幼い息子を一人で育てるKOTOKO(Cocco)。愛と理想を強く抱く故、不安は肥大化し、世界は崩壊していく。田中(塚本晋也)は拠り所を求め、KOTOKOの全てを受け入れる。二つの世界に救いは……。

Coccoの世界感に惚れていた塚本晋也のラブコールによって実現した本作(因みに僕は彼女の大ファンです)。

いや〜本当に重い話です。ちょうど姉が、母子家庭として奮闘してる次期だったので、とても他人事とは思えませんでしたよ。

一見、特異な精神状態の"母"と"男"の話の様ですが、そこには誰しもが持つ、普遍的な不安をカリカチュアしたモノです。

核家族や母子家庭が増え、虐待のニュースをよく見聞きしますが、僕は常々、安直に『親が悪い』などとはどうしても思えないんですよね。KOTOKOの様に、背負い込んだ不安や重圧を、誰にもシェアする事もできず、不器用にも強く愛し、真正面から向き合うことで逃げ場もなく、『理想像』に押しつぶされそうになっている人は、今この時もいるんでしょうね。

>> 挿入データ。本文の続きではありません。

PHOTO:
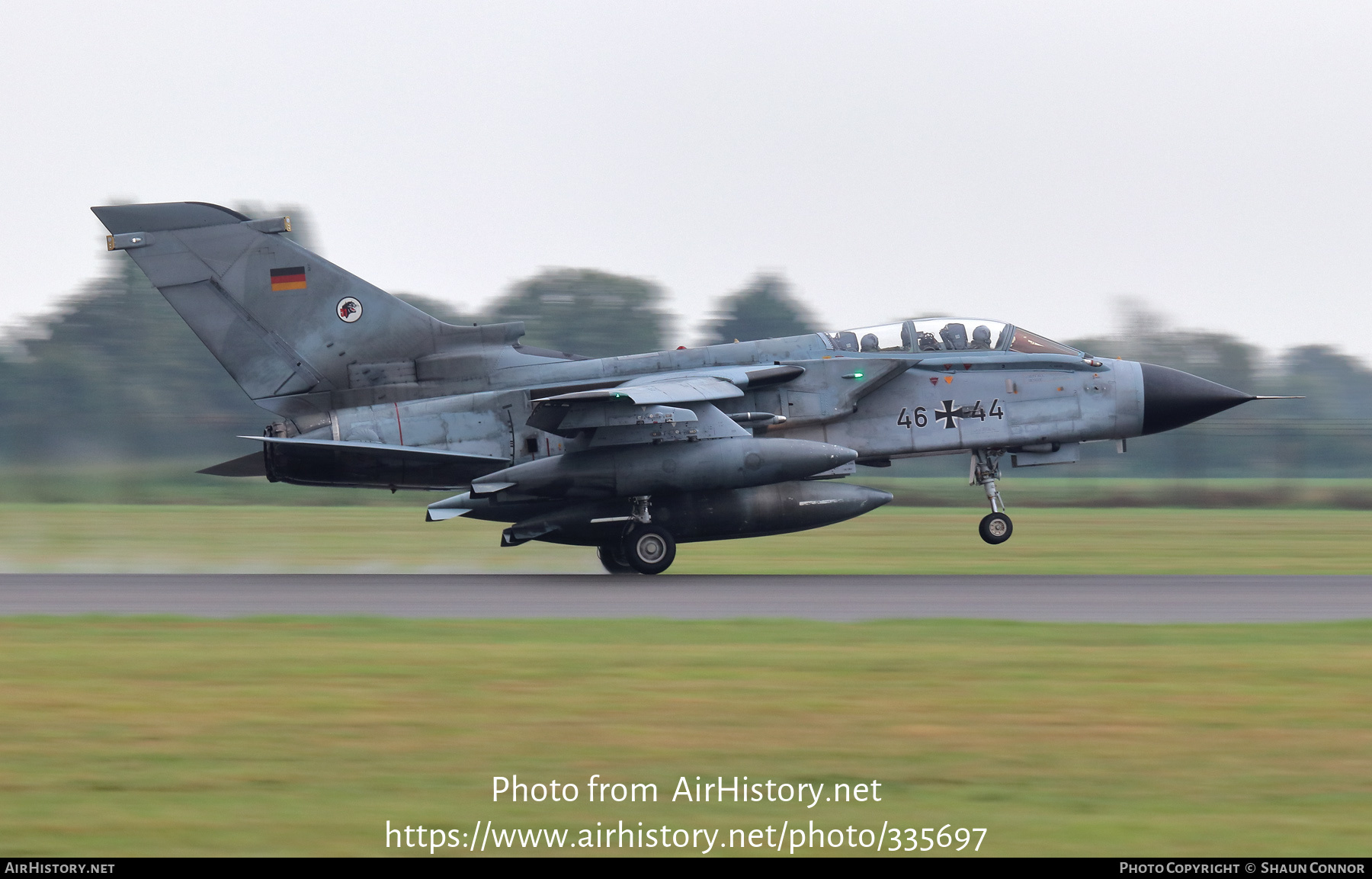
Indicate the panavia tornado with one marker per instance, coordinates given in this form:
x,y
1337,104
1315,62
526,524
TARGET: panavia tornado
x,y
629,454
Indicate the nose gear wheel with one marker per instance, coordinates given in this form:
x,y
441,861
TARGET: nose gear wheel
x,y
649,549
995,528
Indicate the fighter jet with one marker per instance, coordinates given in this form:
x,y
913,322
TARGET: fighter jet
x,y
629,454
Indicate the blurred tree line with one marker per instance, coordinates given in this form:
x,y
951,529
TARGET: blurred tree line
x,y
113,374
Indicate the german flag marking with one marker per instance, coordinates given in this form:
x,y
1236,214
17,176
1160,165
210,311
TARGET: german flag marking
x,y
288,279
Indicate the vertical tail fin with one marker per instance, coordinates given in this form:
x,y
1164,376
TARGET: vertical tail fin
x,y
280,319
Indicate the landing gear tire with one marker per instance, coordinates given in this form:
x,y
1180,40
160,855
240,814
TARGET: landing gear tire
x,y
612,558
649,549
995,528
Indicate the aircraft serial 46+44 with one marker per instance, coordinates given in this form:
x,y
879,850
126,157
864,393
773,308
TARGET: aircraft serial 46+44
x,y
629,454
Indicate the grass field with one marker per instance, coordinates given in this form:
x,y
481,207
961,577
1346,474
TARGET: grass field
x,y
157,538
305,736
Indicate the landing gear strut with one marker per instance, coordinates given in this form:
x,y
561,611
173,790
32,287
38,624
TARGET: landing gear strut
x,y
986,470
644,549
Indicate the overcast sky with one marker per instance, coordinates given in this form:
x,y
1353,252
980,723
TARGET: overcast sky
x,y
1029,162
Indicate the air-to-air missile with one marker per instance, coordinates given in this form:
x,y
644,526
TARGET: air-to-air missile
x,y
629,454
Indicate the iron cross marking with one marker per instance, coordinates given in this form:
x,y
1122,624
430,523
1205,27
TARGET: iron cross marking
x,y
948,415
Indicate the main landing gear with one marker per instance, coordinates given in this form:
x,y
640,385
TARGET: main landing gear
x,y
644,549
986,470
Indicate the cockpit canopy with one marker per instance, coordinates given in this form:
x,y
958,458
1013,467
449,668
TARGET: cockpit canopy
x,y
943,333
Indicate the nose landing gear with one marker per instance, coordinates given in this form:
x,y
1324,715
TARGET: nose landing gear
x,y
986,470
644,549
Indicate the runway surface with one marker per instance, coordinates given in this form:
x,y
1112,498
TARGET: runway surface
x,y
836,598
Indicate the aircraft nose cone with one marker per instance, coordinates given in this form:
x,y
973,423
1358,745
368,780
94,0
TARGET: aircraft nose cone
x,y
1173,398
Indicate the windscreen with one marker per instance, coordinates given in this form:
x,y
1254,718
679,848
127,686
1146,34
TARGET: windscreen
x,y
1034,343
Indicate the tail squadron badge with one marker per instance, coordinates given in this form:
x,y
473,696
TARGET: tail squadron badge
x,y
349,310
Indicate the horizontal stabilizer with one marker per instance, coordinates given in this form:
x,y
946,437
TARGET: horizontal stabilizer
x,y
252,464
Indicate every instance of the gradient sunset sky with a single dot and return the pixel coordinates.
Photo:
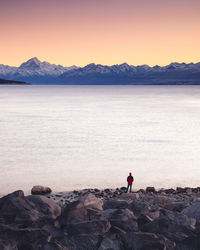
(79, 32)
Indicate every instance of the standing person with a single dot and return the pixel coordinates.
(130, 180)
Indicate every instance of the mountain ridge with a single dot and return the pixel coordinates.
(35, 71)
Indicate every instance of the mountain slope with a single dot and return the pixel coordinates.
(35, 71)
(3, 81)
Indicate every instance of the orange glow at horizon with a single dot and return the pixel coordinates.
(79, 32)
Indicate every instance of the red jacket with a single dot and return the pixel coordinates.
(130, 179)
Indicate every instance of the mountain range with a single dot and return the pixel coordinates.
(36, 72)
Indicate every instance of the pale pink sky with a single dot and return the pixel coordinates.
(102, 31)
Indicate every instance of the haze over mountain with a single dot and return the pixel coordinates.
(37, 72)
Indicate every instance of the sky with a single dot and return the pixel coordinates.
(79, 32)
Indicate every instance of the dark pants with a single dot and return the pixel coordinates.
(129, 185)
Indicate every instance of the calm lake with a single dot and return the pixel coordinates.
(74, 137)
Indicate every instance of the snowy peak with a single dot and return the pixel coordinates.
(36, 71)
(31, 64)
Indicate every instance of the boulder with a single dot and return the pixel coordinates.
(131, 196)
(193, 211)
(143, 219)
(121, 218)
(25, 238)
(138, 208)
(15, 208)
(40, 190)
(78, 210)
(45, 206)
(8, 245)
(91, 201)
(74, 211)
(111, 242)
(141, 240)
(115, 204)
(176, 206)
(151, 189)
(88, 227)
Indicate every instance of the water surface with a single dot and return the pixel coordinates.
(73, 137)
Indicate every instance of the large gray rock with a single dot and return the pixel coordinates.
(91, 201)
(78, 210)
(143, 241)
(130, 196)
(45, 206)
(138, 208)
(25, 238)
(115, 204)
(110, 242)
(193, 211)
(89, 227)
(176, 206)
(6, 244)
(15, 208)
(121, 218)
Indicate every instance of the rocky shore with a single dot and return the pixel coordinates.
(101, 219)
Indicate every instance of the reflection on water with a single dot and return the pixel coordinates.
(73, 137)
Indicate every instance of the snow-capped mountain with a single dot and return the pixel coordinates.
(37, 72)
(33, 68)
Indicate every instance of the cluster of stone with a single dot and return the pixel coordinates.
(101, 219)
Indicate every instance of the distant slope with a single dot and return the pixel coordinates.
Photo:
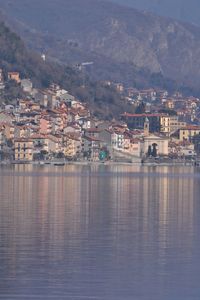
(184, 10)
(104, 101)
(122, 42)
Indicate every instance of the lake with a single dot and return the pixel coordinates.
(99, 232)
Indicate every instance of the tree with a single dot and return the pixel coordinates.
(149, 151)
(154, 151)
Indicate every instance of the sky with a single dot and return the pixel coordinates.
(185, 10)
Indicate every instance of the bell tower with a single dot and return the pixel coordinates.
(146, 127)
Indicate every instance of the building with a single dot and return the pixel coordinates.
(23, 149)
(188, 132)
(27, 85)
(14, 76)
(136, 121)
(151, 142)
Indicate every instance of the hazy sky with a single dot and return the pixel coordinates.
(186, 10)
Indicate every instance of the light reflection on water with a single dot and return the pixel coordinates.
(99, 232)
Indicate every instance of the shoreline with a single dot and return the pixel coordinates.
(96, 163)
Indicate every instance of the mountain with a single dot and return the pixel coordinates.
(184, 10)
(104, 101)
(123, 43)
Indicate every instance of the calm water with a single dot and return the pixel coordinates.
(110, 233)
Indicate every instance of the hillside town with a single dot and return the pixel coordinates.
(51, 125)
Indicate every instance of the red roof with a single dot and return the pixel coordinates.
(143, 115)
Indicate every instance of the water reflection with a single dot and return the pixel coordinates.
(108, 232)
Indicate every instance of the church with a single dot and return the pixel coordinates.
(153, 145)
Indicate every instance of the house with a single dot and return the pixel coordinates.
(153, 142)
(14, 76)
(91, 148)
(6, 118)
(188, 132)
(72, 145)
(45, 125)
(23, 149)
(136, 121)
(27, 85)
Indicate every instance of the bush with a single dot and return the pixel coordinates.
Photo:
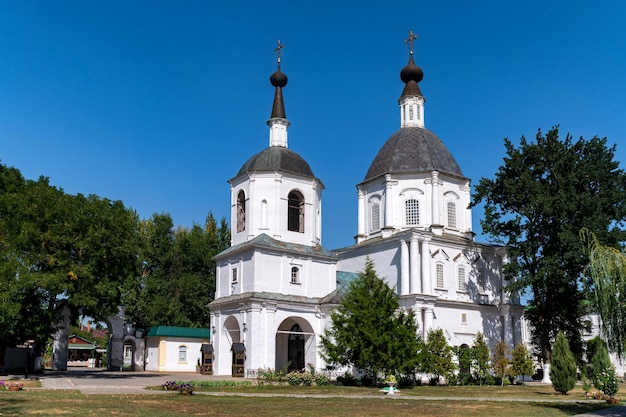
(367, 381)
(321, 379)
(307, 379)
(562, 366)
(294, 378)
(407, 381)
(607, 382)
(347, 380)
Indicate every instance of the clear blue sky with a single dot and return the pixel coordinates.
(159, 103)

正論をかざして非難することは簡単ですが、初めから親である人などいませんし、皆が皆、強い心を持っているわけではないですからね。ちょっとした言葉、ほんのちょっとの優しさ・気遣いが、そんな人に届くことを願わずにはいられません。

後半のKOTOKOが極限まで追い詰められて取る行動と、そのセリフが今でも深く頭にこびりついています。苦しく悲しいあのシークエンスは、観る者の心を大きく揺さぶる事だと思います。そしてラストのKOTOKOのダンスは、決して解決されない彼女の痛みを少なからず昇華出来たのかと思えばこそ、また心に重くのし掛かりましたよ。

強く「取り敢えず観ろ!」とオススメしたい気持ちと、ついつい説明臭く勧めてしまうジレンマを、抱える作品でした。